This study has several limitations. First, the preconditioning cycles used a much faster loading rate than the actual inflation tests. We used faster preconditioning cycles to reduce the total experimental time and minimize tissue decay. However, the preconditioning can be affected by loading rate, loading limits, resting periods, and age- or species-related difference in tissue structures.
45 Our preliminary tests in pig and donor eyes showed that tissue displacements generally stabilized after several cycles. This observation was consistent with previous reports of minimal preconditioning effects in pig and human donor eye inflation tests.

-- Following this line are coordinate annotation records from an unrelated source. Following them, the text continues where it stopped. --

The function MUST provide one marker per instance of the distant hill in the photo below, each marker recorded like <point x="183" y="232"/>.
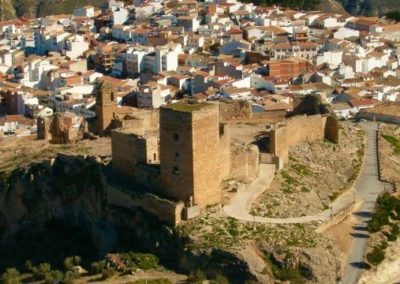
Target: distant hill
<point x="370" y="7"/>
<point x="37" y="8"/>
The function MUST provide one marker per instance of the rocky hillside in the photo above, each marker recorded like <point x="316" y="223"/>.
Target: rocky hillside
<point x="370" y="7"/>
<point x="37" y="8"/>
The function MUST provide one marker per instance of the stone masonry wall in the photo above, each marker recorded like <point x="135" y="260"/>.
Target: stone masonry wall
<point x="301" y="128"/>
<point x="165" y="210"/>
<point x="225" y="152"/>
<point x="190" y="154"/>
<point x="234" y="110"/>
<point x="206" y="156"/>
<point x="127" y="151"/>
<point x="245" y="160"/>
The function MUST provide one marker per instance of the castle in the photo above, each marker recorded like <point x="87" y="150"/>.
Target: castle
<point x="185" y="160"/>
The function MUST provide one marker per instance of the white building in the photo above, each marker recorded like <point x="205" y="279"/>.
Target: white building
<point x="120" y="16"/>
<point x="334" y="58"/>
<point x="86" y="11"/>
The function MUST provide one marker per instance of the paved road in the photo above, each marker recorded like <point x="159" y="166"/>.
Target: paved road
<point x="241" y="203"/>
<point x="367" y="188"/>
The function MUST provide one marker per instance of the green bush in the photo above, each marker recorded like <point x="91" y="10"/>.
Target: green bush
<point x="97" y="267"/>
<point x="41" y="272"/>
<point x="197" y="276"/>
<point x="392" y="236"/>
<point x="143" y="261"/>
<point x="108" y="273"/>
<point x="11" y="276"/>
<point x="54" y="276"/>
<point x="219" y="279"/>
<point x="376" y="256"/>
<point x="71" y="261"/>
<point x="387" y="206"/>
<point x="154" y="281"/>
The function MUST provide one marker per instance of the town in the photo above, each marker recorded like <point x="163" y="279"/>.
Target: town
<point x="217" y="113"/>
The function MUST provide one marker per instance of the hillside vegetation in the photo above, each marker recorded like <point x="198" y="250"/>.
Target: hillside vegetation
<point x="38" y="8"/>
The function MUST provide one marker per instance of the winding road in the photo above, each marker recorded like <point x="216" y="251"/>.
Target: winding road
<point x="366" y="189"/>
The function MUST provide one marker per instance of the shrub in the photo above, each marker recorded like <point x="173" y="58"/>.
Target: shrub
<point x="376" y="256"/>
<point x="197" y="276"/>
<point x="11" y="276"/>
<point x="72" y="261"/>
<point x="143" y="261"/>
<point x="97" y="267"/>
<point x="40" y="272"/>
<point x="154" y="281"/>
<point x="392" y="236"/>
<point x="221" y="279"/>
<point x="108" y="273"/>
<point x="54" y="276"/>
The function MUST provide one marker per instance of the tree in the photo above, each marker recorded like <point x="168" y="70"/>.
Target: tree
<point x="11" y="276"/>
<point x="215" y="47"/>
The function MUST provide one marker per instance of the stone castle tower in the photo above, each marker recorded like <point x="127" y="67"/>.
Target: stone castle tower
<point x="105" y="106"/>
<point x="190" y="152"/>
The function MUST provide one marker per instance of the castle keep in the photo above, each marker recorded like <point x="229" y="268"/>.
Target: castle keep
<point x="185" y="160"/>
<point x="190" y="160"/>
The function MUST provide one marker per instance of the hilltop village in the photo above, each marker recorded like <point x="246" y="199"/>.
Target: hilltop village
<point x="215" y="116"/>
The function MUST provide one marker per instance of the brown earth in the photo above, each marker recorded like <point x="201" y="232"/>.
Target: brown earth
<point x="316" y="174"/>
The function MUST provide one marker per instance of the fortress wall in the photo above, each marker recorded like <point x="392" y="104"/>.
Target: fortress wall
<point x="206" y="156"/>
<point x="166" y="210"/>
<point x="299" y="129"/>
<point x="127" y="151"/>
<point x="225" y="153"/>
<point x="332" y="129"/>
<point x="234" y="110"/>
<point x="245" y="162"/>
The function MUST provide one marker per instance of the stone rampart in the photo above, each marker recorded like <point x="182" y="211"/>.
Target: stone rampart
<point x="299" y="129"/>
<point x="234" y="110"/>
<point x="166" y="210"/>
<point x="245" y="162"/>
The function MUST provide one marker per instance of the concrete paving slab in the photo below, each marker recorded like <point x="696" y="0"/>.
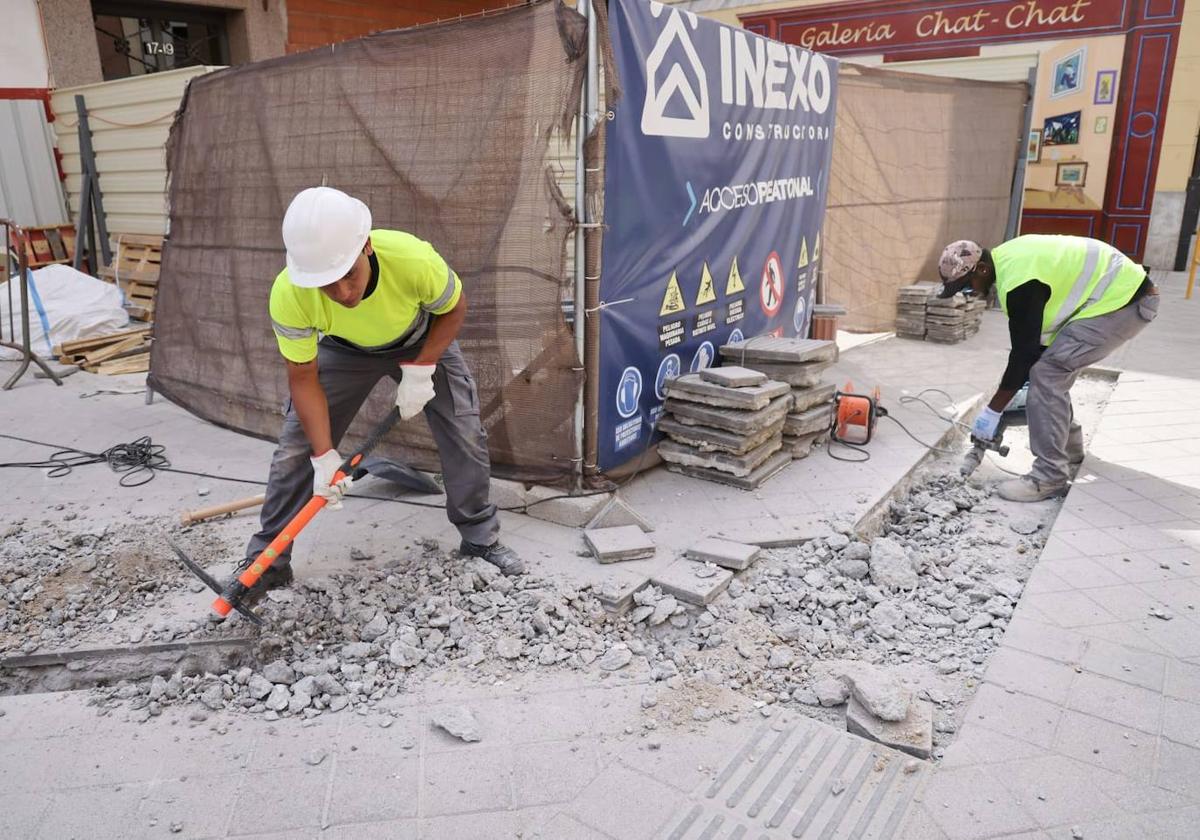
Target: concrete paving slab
<point x="738" y="466"/>
<point x="624" y="543"/>
<point x="708" y="439"/>
<point x="726" y="553"/>
<point x="803" y="399"/>
<point x="771" y="348"/>
<point x="731" y="376"/>
<point x="799" y="376"/>
<point x="693" y="582"/>
<point x="691" y="388"/>
<point x="730" y="419"/>
<point x="753" y="480"/>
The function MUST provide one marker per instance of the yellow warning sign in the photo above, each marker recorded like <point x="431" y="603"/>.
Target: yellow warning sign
<point x="735" y="285"/>
<point x="707" y="293"/>
<point x="672" y="301"/>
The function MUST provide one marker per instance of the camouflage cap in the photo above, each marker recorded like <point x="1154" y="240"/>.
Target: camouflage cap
<point x="958" y="259"/>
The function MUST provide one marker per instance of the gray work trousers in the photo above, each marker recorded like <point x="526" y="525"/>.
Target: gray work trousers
<point x="1080" y="345"/>
<point x="347" y="378"/>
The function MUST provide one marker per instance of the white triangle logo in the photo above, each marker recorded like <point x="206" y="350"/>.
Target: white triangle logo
<point x="654" y="118"/>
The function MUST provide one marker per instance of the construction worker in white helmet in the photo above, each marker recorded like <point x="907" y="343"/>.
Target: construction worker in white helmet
<point x="1071" y="301"/>
<point x="352" y="306"/>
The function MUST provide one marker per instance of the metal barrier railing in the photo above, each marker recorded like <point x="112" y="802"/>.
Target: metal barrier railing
<point x="15" y="246"/>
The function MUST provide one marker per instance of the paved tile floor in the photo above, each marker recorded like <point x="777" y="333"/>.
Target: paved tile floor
<point x="1089" y="717"/>
<point x="1085" y="719"/>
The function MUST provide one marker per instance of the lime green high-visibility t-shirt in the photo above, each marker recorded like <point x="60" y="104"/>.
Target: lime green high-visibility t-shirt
<point x="414" y="285"/>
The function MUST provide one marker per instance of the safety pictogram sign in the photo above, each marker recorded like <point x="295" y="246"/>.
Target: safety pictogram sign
<point x="771" y="294"/>
<point x="707" y="294"/>
<point x="735" y="285"/>
<point x="672" y="301"/>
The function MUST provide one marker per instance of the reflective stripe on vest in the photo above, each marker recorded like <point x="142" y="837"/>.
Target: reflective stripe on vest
<point x="1072" y="306"/>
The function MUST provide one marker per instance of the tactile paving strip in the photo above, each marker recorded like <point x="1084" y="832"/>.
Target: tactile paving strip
<point x="803" y="779"/>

26–28 However, given that our preconditioning cycles had a much faster rate than the actual testing, future studies are needed to further optimize the preconditioning protocol to ensure a stabilized response during the actual testing. Second, the sample size of human donor eyes was limited (
N = 9 pairs, 18 globes), which provided 80% power to detect correlations at
R = 0.8 and 62% power for
R = 0.7 at a significance level of 0.05. This sample size does not provide sufficient power to detect weaker correlations that may exist between other types of strains or between CCT and strains. Although the observed strong correlation between the cornea and ONH shear strains was confirmed by both Pearson correlation and Spearman correlation analyses indicating the likelihood of such association, future studies in a larger sample size are needed to verify this result. Another limitation with the small sample size is the potential effect of outliers. One of the tested eyes had a large PPS shear strain and also a large PPS tangential strain. If data from this eye are removed from analysis, correlations between PPS and cornea shear strains (see
Fig. 5B) and PPS and cornea tangential strains (see
Fig. 5C) would no longer achieve statistical significance. It is noted that the correlation between ONH and cornea shear strains remains significant after removing data from this eye. Interestingly, the PPS was abnormally thin in this eye (approximately 582 µm), suggesting a potential relationship between thin PPS and large PPS shear/tangential strains in response to IOP. Future studies in larger sample sizes are needed to elucidate these relationships. Third, ex vivo tissue may have experienced a certain level of biomechanical alterations as compared to in vivo tissue. Our laboratory has been developing in vivo ultrasound elastography methods to characterize corneal biomechanics
30,46,47 and is pursuing similar techniques for the posterior eye. When these approaches become available, it will offer tools to measure the cornea and posterior eye mechanical responses in vivo to further our understanding of the biomechanical connection between the cornea and the posterior eye and how that impacts an eye's risk for glaucoma. Fourth, we measured the cornea and the ONH/PPS in paired eyes instead of measuring cornea and ONH/PPS in the same eye. Logistically it is difficult for our current imaging setup and protocols to perform inflation tests of both the cornea and the ONH/PPS in the same globe. Dissecting the cornea and ONH/PPS shells are not ideal because dissection could cause damage to the more delicate tissues, such as the retina and the corneal endothelium whose integrity is important for this study. Tissue clamping also introduces unnatural boundary effects. For these reasons, we opted to perform two separate inflation tests in the paired eyes of the same donor. Although there is generally a high degree of interocular symmetry in biometric (e.g. CCT and axial length) and biomechanical parameters (e.g. IOP and corneal displacements) in healthy subjects,
46–50 the potential variance between the left and right eyes could have obscured some correlations and rendered them undetectable in the present study. A comparison between the left and right eyes ONH/PPS shear strains in six pairs of donor eyes is presented in the
Supplementary Material to provide data on the potential variance. Our laboratory is currently developing ultrasound-based techniques for in vivo biomechanical characterization of both the cornea and the posterior eye to enable future in vivo studies of their correlations in the same eye.